La stazione è aperta, anche se due delle quattro linee sono chiuse per incidenti, cosa che non mette dell’umore giusto per salire su un treno. Mi dirigo verso un impiegato delle ferrovie e gli chiedo se ci sono treni per Narita, temendo di dover passare la notte in quella piccola e inospitale stazione di periferia. “Sì, il prossimo parte tra 10 minuti. Costa 9000 yen”, mi dice in un inglese approssimativo. Compro il biglietto e mi lancio verso il binario. Il treno, incredibilmente, passa in perfetto orario, e continua la sua corsa verso l’aeroporto. La linea ferroviaria sopraelevata di una ventina di metri sopra il tessuto urbano ha retto al terremoto, anche se tratti con inclinazioni molto forti fanno pensare a uno spettacolare e possibile deragliamento. Ma queste fobie vengono superate in ordine di grandezza dal terrore dell’invisibile contaminazione radioattiva.
Nel vagone c’è un’adolescente tedesca, anche lei determinata a lasciare il Giappone il prima possibile. “Non voglio avere figli deformi”, mi dice senza celare i suoi eccessivi ma comprensibili timori atomici. Aggiunge che “I Giapponesi sono pazzi a costruire centrali nucleari sul territorio più sismico del mondo”, e non mi sento di darle torto. Dopo circa mezz’ora, il treno entra nell’aeroporto. Centinaia di passeggeri, soprattutto asiatici, dormono negli spaziosi ambienti della struttura.

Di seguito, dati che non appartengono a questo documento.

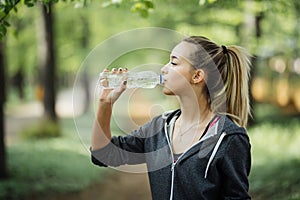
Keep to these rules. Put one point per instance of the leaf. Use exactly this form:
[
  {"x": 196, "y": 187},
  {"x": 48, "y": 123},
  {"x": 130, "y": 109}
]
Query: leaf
[{"x": 149, "y": 4}]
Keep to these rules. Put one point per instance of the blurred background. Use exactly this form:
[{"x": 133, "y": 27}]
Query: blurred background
[{"x": 45, "y": 128}]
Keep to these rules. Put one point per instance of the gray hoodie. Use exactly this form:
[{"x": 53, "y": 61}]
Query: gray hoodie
[{"x": 216, "y": 167}]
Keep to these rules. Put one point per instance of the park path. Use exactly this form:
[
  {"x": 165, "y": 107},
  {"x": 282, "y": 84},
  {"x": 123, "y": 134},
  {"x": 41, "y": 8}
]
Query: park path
[{"x": 117, "y": 186}]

Allo sportello della KLM, con cui ho un biglietto prenotato per il giorno seguente, gli impiegati sono visibilmente stressati e mi dicono che non ci sono più voli liberi per il resto della giornata, e che l’aeroporto è considerato per ora sicuro dalle radiazioni. Afflitto dall’idea di una notte sul pavimento, rivedo la tedesca. “Mi hanno cambiato il volo a quello sportello”, indica uno sportello di Air France poco distante, “sono su di un volo che parte tra 20 minuti”, mi dice con l’aria di chi credeva di avere il cancro ma ha scoperto di essere sano come un pesce.

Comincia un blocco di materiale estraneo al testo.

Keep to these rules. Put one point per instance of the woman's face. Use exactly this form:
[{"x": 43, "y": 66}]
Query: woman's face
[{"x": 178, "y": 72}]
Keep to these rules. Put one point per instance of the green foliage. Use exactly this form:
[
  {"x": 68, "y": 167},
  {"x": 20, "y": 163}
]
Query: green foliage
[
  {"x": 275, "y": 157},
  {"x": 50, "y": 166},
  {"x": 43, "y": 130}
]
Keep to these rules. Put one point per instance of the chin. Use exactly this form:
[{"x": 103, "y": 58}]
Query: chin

La ragazza corre verso i gate, dopo avermi augurato buona fortuna, come viene naturale fare nel mezzo di una catastrofe. Allo sportello, una donna giapponese con mascherina prende il mio passaporto, e non so in base a quale procedura mi restituisce un biglietto per Parigi su di un volo che parte dopo pochi minuti. Prende il mio bagaglio, e aggiunge “now run”, visto che l’imbarco è già in corso. Con uno slancio di energia corro a lunghe falcate verso al gate, dopo aver passato i controlli di sicurezza a velocità record. Mi accodo col fiatone agli ultimi passeggeri e salgo su di un lussuoso Boeing, dopo aver raccattato una copia di tutti i quotidiani francesi che Air France mette sempre a disposizione in una rastrelliera.

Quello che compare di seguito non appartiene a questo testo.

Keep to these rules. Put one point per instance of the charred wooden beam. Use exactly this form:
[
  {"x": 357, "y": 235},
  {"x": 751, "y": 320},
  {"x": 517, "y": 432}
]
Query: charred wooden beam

Mi siedo e mi accorgo di emettere l’odore acre di chi ha dormito nei propri vestiti e non si lava da tempo. La maggioranza dei voli da Narita subiscono ritardi di ore, ma il grande aereo francese si stacca da terra ad uno stupefacente, perfetto orario. La sgradevole sensazione del decollo ha un effetto benefico sul mio sistema nervoso, e realizzo, finalmente, di essere al sicuro. Guardo un giornale a caso: Libération apre con un sobrio “Credevo fosse l’Apocalisse”, su una foto di un maelstrom al largo di Sendai. In pochi istanti scivolo in un sonno cupo, senza sogni.